History of The International Linguistic Association

In 1943, a group of linguists at colleges and universities in the New York area, including many members of the École Libre des Hautes Études in exile, came together to form the Linguistic Circle of New York.

The model for the new organization was the Société de Linguistique de Paris. Among the first members were Henri F. Muller, Giuliano Bonfante, Roman Jakobson, Morris Swadesh, Robert Fowkes, Henry Lee Smith, Wolf Leslau, and Louis H. Gray.

In the following fifteen years the Linguistic Circle of New York became one of the main sources of new ideas in American linguistics. The fruits of its scholarship were disseminated to a great extent through its journal WORD, which had been established in 1945. Its first editor was Pauline Taylor.
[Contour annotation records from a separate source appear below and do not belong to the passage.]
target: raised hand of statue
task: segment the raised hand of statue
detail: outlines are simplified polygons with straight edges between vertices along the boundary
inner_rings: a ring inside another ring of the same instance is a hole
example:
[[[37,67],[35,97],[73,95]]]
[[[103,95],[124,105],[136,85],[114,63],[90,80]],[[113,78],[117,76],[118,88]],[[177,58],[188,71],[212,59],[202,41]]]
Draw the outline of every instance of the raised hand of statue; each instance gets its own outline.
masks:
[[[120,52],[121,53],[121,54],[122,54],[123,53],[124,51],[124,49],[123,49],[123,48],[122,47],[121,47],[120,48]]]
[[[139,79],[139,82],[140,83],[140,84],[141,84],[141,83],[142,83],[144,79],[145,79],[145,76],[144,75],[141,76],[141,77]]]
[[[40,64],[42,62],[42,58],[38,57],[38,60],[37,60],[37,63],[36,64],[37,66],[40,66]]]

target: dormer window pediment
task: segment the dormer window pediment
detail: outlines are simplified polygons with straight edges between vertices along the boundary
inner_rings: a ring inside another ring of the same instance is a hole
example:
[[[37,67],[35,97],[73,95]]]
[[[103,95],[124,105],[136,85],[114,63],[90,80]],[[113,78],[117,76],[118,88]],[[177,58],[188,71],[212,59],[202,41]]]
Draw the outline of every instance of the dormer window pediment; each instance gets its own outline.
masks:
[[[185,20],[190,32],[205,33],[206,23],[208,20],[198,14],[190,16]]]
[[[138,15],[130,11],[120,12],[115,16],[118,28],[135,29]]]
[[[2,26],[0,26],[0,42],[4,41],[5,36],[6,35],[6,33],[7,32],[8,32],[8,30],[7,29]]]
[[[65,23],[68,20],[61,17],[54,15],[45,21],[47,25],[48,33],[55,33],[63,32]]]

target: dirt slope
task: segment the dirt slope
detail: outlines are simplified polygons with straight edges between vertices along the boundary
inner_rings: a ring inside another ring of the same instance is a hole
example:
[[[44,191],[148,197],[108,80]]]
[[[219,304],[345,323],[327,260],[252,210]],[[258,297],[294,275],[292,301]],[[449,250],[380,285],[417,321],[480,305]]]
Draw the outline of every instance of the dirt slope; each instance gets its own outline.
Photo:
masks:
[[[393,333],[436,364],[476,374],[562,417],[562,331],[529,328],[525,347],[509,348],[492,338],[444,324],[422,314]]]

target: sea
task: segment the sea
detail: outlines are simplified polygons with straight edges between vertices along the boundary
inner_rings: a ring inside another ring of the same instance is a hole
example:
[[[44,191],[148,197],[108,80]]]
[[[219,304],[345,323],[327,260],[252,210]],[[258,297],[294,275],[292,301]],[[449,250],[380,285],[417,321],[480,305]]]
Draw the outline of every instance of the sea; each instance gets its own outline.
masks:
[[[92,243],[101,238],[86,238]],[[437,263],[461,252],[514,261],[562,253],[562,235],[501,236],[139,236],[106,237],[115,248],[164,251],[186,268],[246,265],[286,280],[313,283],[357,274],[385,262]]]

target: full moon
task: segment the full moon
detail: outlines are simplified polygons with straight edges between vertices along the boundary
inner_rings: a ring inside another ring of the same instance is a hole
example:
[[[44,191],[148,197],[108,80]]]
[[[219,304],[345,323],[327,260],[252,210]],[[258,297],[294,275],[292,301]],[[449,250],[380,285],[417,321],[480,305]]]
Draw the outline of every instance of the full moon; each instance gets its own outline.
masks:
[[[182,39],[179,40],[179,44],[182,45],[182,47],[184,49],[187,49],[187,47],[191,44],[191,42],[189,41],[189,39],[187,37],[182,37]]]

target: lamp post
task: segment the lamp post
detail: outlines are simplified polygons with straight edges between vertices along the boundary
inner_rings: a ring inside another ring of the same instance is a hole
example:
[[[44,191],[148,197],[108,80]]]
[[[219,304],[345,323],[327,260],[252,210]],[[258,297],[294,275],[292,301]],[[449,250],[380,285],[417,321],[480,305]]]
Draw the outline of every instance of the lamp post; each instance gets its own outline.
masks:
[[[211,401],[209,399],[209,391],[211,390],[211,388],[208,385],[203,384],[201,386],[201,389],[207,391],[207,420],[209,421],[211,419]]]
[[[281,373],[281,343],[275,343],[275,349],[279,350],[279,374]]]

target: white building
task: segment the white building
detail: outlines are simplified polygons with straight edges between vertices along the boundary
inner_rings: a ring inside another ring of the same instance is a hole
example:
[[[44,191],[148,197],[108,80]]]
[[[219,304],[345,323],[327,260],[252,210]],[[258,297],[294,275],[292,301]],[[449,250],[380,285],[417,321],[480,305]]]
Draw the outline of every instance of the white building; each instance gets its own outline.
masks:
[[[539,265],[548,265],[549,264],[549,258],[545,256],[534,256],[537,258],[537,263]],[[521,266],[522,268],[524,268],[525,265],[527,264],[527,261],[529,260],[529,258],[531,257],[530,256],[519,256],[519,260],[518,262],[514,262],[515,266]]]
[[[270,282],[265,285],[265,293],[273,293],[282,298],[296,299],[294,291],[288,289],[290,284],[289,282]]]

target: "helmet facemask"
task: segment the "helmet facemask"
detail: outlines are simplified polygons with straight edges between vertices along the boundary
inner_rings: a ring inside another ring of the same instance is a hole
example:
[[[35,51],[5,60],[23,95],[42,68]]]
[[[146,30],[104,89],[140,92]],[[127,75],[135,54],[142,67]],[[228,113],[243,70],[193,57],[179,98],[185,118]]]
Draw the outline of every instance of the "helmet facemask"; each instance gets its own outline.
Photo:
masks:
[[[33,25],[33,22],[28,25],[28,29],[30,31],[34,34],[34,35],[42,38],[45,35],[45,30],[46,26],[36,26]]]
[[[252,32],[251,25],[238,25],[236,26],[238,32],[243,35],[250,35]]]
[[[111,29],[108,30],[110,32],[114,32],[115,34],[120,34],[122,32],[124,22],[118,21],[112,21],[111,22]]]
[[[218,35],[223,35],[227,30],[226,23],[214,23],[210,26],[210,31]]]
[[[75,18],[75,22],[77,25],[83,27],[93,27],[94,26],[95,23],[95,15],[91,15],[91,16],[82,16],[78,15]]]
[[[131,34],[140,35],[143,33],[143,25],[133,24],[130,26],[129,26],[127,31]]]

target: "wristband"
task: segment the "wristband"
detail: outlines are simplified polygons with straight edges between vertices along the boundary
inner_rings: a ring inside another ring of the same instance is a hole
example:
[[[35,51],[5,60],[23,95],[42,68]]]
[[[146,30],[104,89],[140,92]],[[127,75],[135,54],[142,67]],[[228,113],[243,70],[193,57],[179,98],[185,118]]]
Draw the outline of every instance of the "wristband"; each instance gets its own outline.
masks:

In 1969, in recognition of the expanded character of its membership, the society's name was changed to the International Linguistic Association. The new organization was not unaffected by the academic restructuring of the 1960's and 1970's, but has emerged from this period with a solid membership of about 1400, divided almost evenly among the United States, Europe, and various countries in Asia, Africa, and the Americas.

For a longer history of the ILA in Spanish, read the chapter "La Asociación Internacional de Lingüística" in Entre dos Fuegos: Reminiscencias de Europa y Asia written by our ILA executive board member and former president, Eugenio Chang-Rodríguez.

Since 1955 the Association has sponsored an Annual Linguistics Conference in order to provide a forum for the exchange of ideas and research in progress among members of the international linguistic community. During the academic year, the Association arranges meetings at which guest speakers present papers on their ongoing research. The meetings take place at 11:00 a.m., usually on the second Saturday of the months of October, November and December, February, March and May in New York City. They are open to the public and free of charge.